HATFIELD ART IN CLAY, 2015

We had good weather and a happy weekend at Art in Clay at Hatfield House. In the brief lull before returning to work, here's a few things that caught my eye from exhibitors who stood out from the traditional potters.

One of Vilas Silverton's Zen rogues (left, top) was featured on the show ticket. I liked them and I liked Vilas. He breaks the rules and he's an artist who happens to work in clay rather than a potter, sometimes like Richard Slee, whom some of his work (above) reminds me of.

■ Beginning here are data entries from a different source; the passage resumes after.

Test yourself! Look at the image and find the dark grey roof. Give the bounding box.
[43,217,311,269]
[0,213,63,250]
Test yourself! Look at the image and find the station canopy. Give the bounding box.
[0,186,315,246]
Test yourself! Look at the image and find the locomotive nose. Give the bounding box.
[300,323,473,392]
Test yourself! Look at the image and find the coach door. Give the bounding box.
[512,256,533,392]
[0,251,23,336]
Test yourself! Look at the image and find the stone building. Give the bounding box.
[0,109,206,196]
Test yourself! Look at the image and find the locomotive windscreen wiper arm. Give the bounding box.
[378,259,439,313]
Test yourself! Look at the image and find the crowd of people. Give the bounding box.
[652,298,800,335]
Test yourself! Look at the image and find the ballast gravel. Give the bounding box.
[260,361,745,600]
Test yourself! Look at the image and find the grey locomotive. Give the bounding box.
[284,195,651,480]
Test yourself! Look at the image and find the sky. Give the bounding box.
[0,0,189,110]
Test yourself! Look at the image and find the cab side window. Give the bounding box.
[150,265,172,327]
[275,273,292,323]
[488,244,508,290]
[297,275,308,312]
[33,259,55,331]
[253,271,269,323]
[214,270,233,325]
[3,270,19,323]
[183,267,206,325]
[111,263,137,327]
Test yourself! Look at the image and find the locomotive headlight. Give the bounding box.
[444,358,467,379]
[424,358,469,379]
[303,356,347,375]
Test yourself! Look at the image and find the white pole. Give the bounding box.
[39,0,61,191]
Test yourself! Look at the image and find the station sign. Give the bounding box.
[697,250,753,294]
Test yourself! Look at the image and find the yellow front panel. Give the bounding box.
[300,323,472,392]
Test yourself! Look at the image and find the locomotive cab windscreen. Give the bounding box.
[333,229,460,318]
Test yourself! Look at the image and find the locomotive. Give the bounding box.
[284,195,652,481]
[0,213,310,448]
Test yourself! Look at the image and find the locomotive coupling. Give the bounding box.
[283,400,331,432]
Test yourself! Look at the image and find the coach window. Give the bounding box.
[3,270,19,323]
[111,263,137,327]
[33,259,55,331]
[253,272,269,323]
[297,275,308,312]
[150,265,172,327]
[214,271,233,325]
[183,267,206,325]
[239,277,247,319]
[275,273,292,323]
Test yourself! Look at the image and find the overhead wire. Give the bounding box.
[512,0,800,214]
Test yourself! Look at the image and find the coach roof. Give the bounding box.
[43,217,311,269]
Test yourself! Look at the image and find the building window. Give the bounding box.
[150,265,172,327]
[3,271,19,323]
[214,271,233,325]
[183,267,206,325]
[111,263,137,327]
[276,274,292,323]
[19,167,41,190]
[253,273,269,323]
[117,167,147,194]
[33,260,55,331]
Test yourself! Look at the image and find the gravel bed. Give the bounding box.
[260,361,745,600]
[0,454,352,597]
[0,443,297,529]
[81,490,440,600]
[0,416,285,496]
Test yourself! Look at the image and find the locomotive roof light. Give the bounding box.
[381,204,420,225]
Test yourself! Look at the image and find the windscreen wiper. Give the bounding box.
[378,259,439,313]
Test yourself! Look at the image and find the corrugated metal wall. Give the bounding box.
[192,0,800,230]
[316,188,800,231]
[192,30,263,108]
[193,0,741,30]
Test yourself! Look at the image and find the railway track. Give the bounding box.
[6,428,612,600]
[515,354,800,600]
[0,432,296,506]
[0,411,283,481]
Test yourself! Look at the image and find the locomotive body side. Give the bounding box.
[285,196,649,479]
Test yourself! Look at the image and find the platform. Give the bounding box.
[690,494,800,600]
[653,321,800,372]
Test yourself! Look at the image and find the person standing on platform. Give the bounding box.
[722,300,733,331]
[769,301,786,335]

Student work, unconstrained by the need to sell, is always interesting. From Cardiff, Sarah Statham did good things with tiles, with oblique, inconsequential images. Joanna Simmonds made faceted porcelain mountains (left, middle). Cardiff is one of the good ceramics departments that hasn't been closed. There was also innovative and cheeky work by students of Central Saint Martins: the pots with boobs were disapproved of. Central St Martins trains students to be industrial designers, but those who exhibited at Art in Clay wanted to be makers.

Independent schools have the resources to set up pottery studios that state schools don't, and Chris Sutherland, artist in residence at Bishop's Stortford College, brought an excellent group of A-level work, much of which is of degree standard.

Barry Stedman's ceramics become increasingly painterly with an assured use of colour (left, bottom), not always evident in ceramic art.